In the unit cell drawing on the right, why do we see eight Sm atoms and nine Co atoms if the empirical formula is SmCo₅?

FIGURE 12.17 Three examples of intermetallic compounds.

CHEMISTRY PUT TO WORK
Alloys of Gold

Gold has long been a metal of choice for decorative objects, jewelry, and coins. The popularity of gold is driven by its unusual color (for a metal), its resistance to many chemical reactions, and the fact that it can easily be worked. However, pure gold is too soft for many applications, including jewelry. To increase its strength and hardness, as well as to modify its color, gold is often alloyed with other metals. In the jewelry trade pure gold is termed 24 karat. The karat number decreases as the mass percent of gold decreases. The most common alloys used in jewelry are 14 karat, which is (14/24) × 100 = 58% gold, and 18 karat, which is (18/24) × 100 = 75% gold.

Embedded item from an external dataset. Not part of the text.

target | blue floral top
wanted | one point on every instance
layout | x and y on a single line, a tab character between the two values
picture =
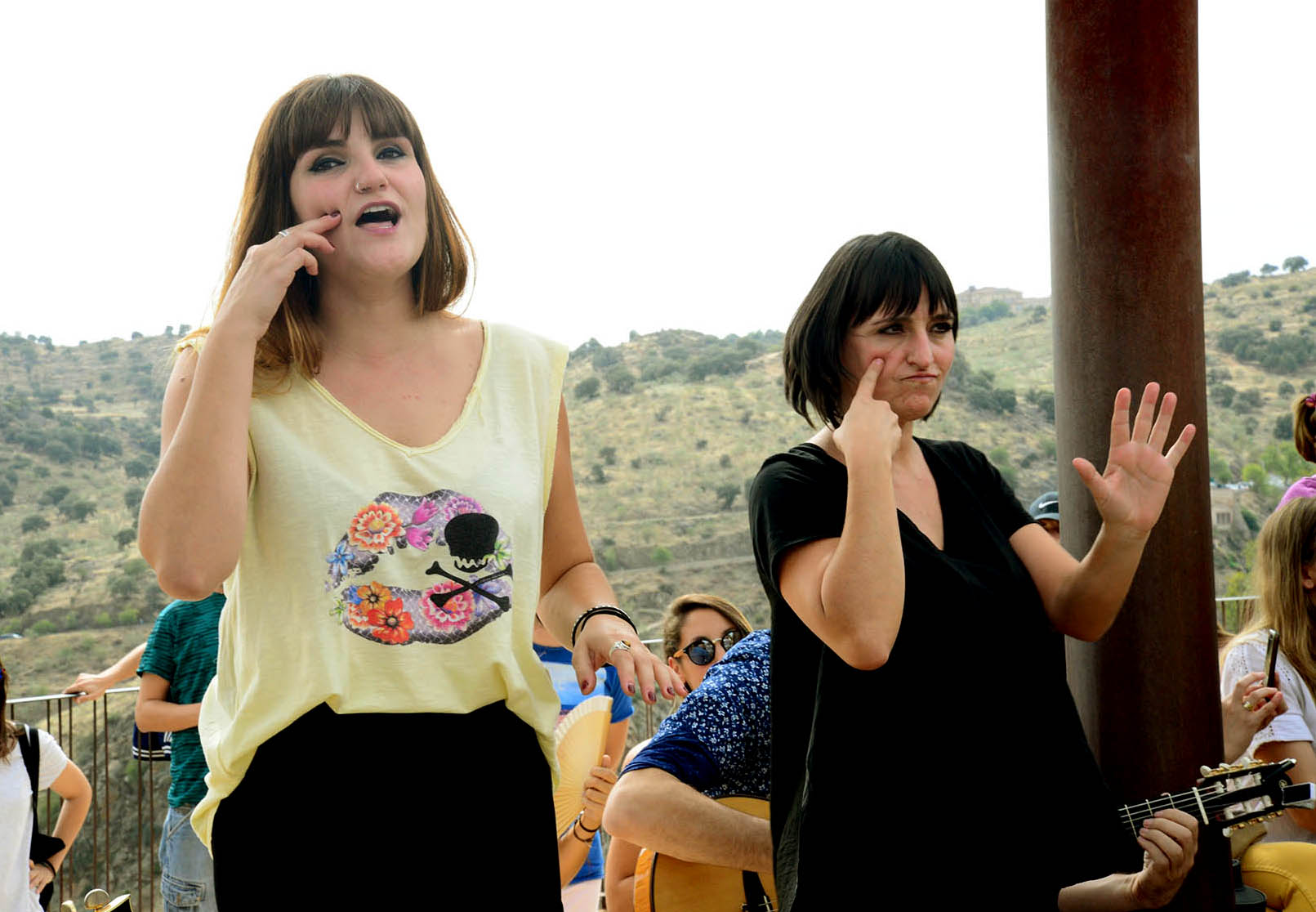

As an example of how alloying changes a metal's properties, an alloy that is 75% Au, 12.5% Ag, and 12.5% Cu (marked with the blue dot in Figure 12.18) has a tensile strength that is more than 10 times higher than that of pure gold and is more than 7 times harder than pure gold.

The color of gold varies depending on the metals it is alloyed with. Gold is typically alloyed with silver and/or copper. All three elements crystallize with a face-centered cubic structure. The fact that all three elements have similar radii (Au and Ag are nearly the same size, Cu is roughly 11% smaller) and crystallize with the same type of structure make it possible to form substitutional alloys with nearly any composition. The variations in color of these alloys as a function of composition are shown in FIGURE 12.18. Gold alloyed with equal parts silver and copper takes on the golden yellow color we associate with gold jewelry. Red or rose gold is a copper-rich alloy (FIGURE 12.19). Silver-rich alloys take on a greenish hue, eventually giving way to silvery-white colors as silver becomes the majority constituent.

FIGURE 12.18 Colors of Au-Ag-Cu alloys as a function of composition.